Eastern Maine Railway

Overview
- Headquarters: Saint John, New Brunswick
- Reporting mark: EMRY
- Locale: Maine, New Brunswick
- Dates of operation: 1995–

Technical
- Track gauge: 4 ft 8+1⁄2 in (1,435 mm) standard gauge

= Eastern Maine Railway (1995) =

Railroad in Maine

The Eastern Maine Railway Company Limited is a 99.5 mi U.S. short line railroad owned by the New Brunswick Railway Company, a holding company that is part of "Irving Transportation Services", a division within the industrial conglomerate J.D. Irving Limited.

Together with its sister company New Brunswick Southern Railway , EMRY and NBSR form a continuous 189.5 mi main line connecting Saint John, New Brunswick with Brownville Junction, Maine in addition to another 41.7 mi of branch lines owned and operated by NBSR in Canada. A sister company Maine Northern Railway operates a separate 258-mile railway system connecting Millinocket, Maine with Van Buren, Maine.

==History==
EMRY was established as a corporate entity on November 10, 1994 by J.D. Irving Ltd. to purchase the 99.5 mile right of way and physical railway assets of the Canadian Pacific Railway's Mattawamkeag Subdivision rail line within the state of Maine, running from its eastern terminus at the Canada–United States border, this being the midpoint of the Saint Croix–Vanceboro Railway Bridge at Vanceboro, west to Brownville Junction.

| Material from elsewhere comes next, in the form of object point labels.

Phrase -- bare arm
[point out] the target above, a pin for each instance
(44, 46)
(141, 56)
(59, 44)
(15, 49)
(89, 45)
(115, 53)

Both EMRY and NBSR began operations on January 6, 1995 approximately 1 week after Canadian Pacific Railway abandoned operations of its Canadian Atlantic Railway (CAR) subsidiary on December 31, 1994. In addition to owning the former CPR tracks in Maine, EMRY was an operating entity for the first several months of existence and had running rights over its sister company NBSR's tracks from the International Boundary east to the yard at McAdam, New Brunswick. In spring 1995 Irving Transportation Services consolidated its railway operations as Eastern Maine Railway Company Limited came under NBSR operational control.

==Route==
EMRY's corporate trackage is a continuation of the NBSR mainline at the International Boundary in Vanceboro, immediately across the St. Croix River from the hamlet of St. Croix. From Vanceboro, EMRY's trackage runs 105 miles west to Brownville Junction with a connection along the way to Pan Am Railways serving southern New England at Mattawamkeag. EMRY connects with the former Central Maine & Quebec Railway at Brownville Junction, which operates part of the north-south former Bangor and Aroostook Railroad trackage in Maine, as well as the continuation of the CPR mainline from Brownville Junction west to Montreal.

The tracks between Vanceboro and Mattawamkeag were built as part of the European and North American Railway which connected Saint John, New Brunswick with Bangor, Maine, opening in 1869. The section west of Mattawamkeag to Brownville Junction was built by the Canadian Pacific Railway as part of its International Railway of Maine subsidiary, opening in 1889 to connect Montreal with Saint John; this line made CPR a transcontinental railway system. The E&NA tracks from Bangor to Vanceboro via Mattawamkeag were leased in the 1870s and purchased in the 1950s by the Maine Central Railroad and later purchased in 1974 by CPR.

As a portion of the Bangor and Aroostook line from Millinocket south through Brownville Junction was not part of MM&A's sale of track to the state, EMRY's track is not contiguous to Irving-operated Maine Northern Railway (MNRY). In the Montreal, Maine and Atlantic Railway bankruptcy auction, EMRY had made a joint bid with Pan-Am's Springfield Terminal Railway for the former MM&A trackage in Maine - a move which could have re-unified the Bangor and Aroostook under Irving's banner. An initial Radio-Canada report that this bid was successful was quickly contradicted by other sources (including the English-language Canadian Broadcasting Corporation and the Canadian Press news wire) which indicate all of the former MM&A rails went to Fortress Investment Group subsidiary Railroad Acquisition Holdings. According to a statement from Wayne Power, vice president of J.D. Irving’s transportation and logistics division, "In the end, the trustee went forward with a single buyer of the entire MMA railway line. We look forward to working with Fortress Investment Group of New York as they assume operation of the MMA railway."

==Operations==
Today most locomotives hauling trains that operate over EMRY are owned and carry the reporting marks of NBSR. Some maintenance of way equipment is owned by EMRY but the majority of the company's assets are the physical tracks and right of way from Vanceboro to Brownville Junction, as well as the running rights in New Brunswick to McAdam.